The deaths of Fisher and her mother on two successive days last week compelled HBO to swiftly schedule the film's television premiere for Saturday night at 8 p.m. EST/PST. While nothing good comes from such a tragedy, those who see the documentary will find comfort knowing that the two Hollywood stars who loved and depended upon each other would not have to spend much time apart.
"Debbie was so strong that she seemed almost in control of what was going on," said Fisher Stevens, who made the film with his wife, Alexis Bloom. "She held on for a long time. She went through a lot of pain while we were filming and it seemed like (she said) 'OK, I held on long enough. I'm not going to bury my daughter.'"
Fisher, of "Star Wars" fame, was the film's instigator.
Learning her mother, at age 82, insisted upon performing some final nightclub shows, Fisher thought the experience should be preserved on film and contacted Stevens through mutual friends. The idea intrigued the filmmakers; Reynolds was the last of the MGM contract employees still performing and was a link to a disappearing world.
Fisher became known as much for her humorous writing as acting and, in the film, is a one-woman one-liner machine. Both women found the process of making a documentary difficult. Reynolds was used to being on-camera, but not without playing a role; she would request a non-existent script. Fisher didn't understand how much filming would be necessary.
In the process, a story the filmmakers didn't necessarily expect made itself clear.
"Carrie said, 'I'm my mom's best friend,' and that's when we knew we had a love story," Stevens said. "I wasn't sure about that before. Then it just started unfolding as Debbie got more and more ill and Carrie started coming apart emotionally" as a result.

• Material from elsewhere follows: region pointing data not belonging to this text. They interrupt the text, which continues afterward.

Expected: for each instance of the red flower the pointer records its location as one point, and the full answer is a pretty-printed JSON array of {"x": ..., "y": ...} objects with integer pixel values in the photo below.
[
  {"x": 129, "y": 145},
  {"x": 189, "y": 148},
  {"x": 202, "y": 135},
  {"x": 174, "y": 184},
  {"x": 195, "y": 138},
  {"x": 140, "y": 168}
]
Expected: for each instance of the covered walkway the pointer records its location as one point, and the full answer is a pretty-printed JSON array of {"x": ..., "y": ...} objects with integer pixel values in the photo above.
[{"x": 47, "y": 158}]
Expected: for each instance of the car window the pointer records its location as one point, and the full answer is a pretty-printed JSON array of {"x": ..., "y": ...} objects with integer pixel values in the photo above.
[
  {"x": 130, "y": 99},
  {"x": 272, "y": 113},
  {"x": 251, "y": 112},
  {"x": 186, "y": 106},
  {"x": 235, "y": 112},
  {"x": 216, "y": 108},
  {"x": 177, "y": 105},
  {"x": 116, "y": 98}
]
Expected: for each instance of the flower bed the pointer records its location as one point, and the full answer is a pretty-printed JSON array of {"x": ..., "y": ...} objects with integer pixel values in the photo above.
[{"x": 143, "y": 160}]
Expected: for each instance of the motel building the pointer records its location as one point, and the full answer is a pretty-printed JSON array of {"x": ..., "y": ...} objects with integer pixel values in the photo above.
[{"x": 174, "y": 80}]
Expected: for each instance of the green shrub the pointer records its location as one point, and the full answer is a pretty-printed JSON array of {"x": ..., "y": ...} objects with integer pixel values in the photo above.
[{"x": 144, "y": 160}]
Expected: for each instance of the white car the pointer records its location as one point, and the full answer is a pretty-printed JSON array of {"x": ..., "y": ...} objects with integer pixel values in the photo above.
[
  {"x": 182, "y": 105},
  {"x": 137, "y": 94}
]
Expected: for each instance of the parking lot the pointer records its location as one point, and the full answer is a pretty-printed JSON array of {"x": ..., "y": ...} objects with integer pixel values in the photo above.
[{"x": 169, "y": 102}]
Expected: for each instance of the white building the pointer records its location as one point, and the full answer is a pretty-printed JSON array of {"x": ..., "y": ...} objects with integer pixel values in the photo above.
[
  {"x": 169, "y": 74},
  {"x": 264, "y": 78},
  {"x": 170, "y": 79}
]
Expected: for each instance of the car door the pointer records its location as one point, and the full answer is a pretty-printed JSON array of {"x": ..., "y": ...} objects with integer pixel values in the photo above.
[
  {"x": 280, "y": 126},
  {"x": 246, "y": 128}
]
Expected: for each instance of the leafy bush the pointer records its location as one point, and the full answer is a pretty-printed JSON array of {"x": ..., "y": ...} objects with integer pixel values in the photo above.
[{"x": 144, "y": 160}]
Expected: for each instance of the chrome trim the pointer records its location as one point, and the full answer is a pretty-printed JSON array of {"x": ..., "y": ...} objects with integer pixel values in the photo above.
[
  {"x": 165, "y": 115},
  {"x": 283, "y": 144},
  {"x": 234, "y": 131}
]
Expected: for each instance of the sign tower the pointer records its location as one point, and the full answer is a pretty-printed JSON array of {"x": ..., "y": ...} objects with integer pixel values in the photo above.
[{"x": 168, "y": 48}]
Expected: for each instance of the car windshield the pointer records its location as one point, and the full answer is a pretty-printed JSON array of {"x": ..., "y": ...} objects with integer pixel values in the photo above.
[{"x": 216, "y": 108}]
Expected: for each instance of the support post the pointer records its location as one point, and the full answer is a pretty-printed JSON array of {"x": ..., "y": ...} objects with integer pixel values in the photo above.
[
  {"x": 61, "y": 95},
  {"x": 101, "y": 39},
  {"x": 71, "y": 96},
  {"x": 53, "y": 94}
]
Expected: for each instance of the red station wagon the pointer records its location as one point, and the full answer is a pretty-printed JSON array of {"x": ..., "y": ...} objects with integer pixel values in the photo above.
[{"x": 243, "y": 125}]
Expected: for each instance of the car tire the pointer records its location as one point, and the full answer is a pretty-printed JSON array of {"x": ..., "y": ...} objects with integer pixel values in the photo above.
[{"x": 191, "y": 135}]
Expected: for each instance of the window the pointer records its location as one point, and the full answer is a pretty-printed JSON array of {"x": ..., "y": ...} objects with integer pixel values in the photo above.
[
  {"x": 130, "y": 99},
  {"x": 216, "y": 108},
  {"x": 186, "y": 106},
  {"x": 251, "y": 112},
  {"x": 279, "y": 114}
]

The film depicts Reynolds' frailty, her good days and bad days. One day she wasn't up to being interviewed and called to apologize. She also had the capacity to bounce back; filmmakers thought Reynolds' final Las Vegas appearance would be their endpoint. Instead, it turned out to be the actress receiving a lifetime achievement award.
The archival material is rich, some shot by Reynolds herself. A 15-year-old Carrie sings "Bridge Over Troubled Water" at one of her mom's shows, years before she met, married and divorced the song's author, Paul Simon. One memorable passage catches Fisher visiting her father, singer Eddie Fisher, three months before his death in 2010. HBO happened to have that footage, never-used outtakes from a previous Carrie Fisher project.
Bloom and Stevens took "Bright Lights" to several film festivals last year. Pleased by the outcome, both stars helped to promote it.
Stevens said he last saw them at a birthday party for Fisher at the end of October. Fisher was in good spirits and Reynolds seemed healthier than she was during much of the filming; she even walked up to Fisher's house for the party. The two women lived in adjacent houses in a Beverly Hills, California, compound.
He and his family were in South Africa, where Bloom is from, when Fisher fell ill.
"It's still weird to me, it's still surreal," he said. "I'm still kind of unsettled."
Fisher's death didn't change HBO's scheduling plans, but Reynolds' death did. There was some discussion of whether HBO would seem ghoulishly opportunistic by airing it so quickly, but that consideration was dismissed. Stevens said he requested that HBO seek the blessing of Fisher's daughter and brother.
He said he hoped the film would inspire viewers to call family members they don't speak to often enough.
"Yes, it's on the bandwagon of a lot of publicity," Nevins said. "But it's our own special thing. We didn't create it for the events that happened the past two weeks. We created it a year ago and it became relevant in terms of giving you a reason for turning the page."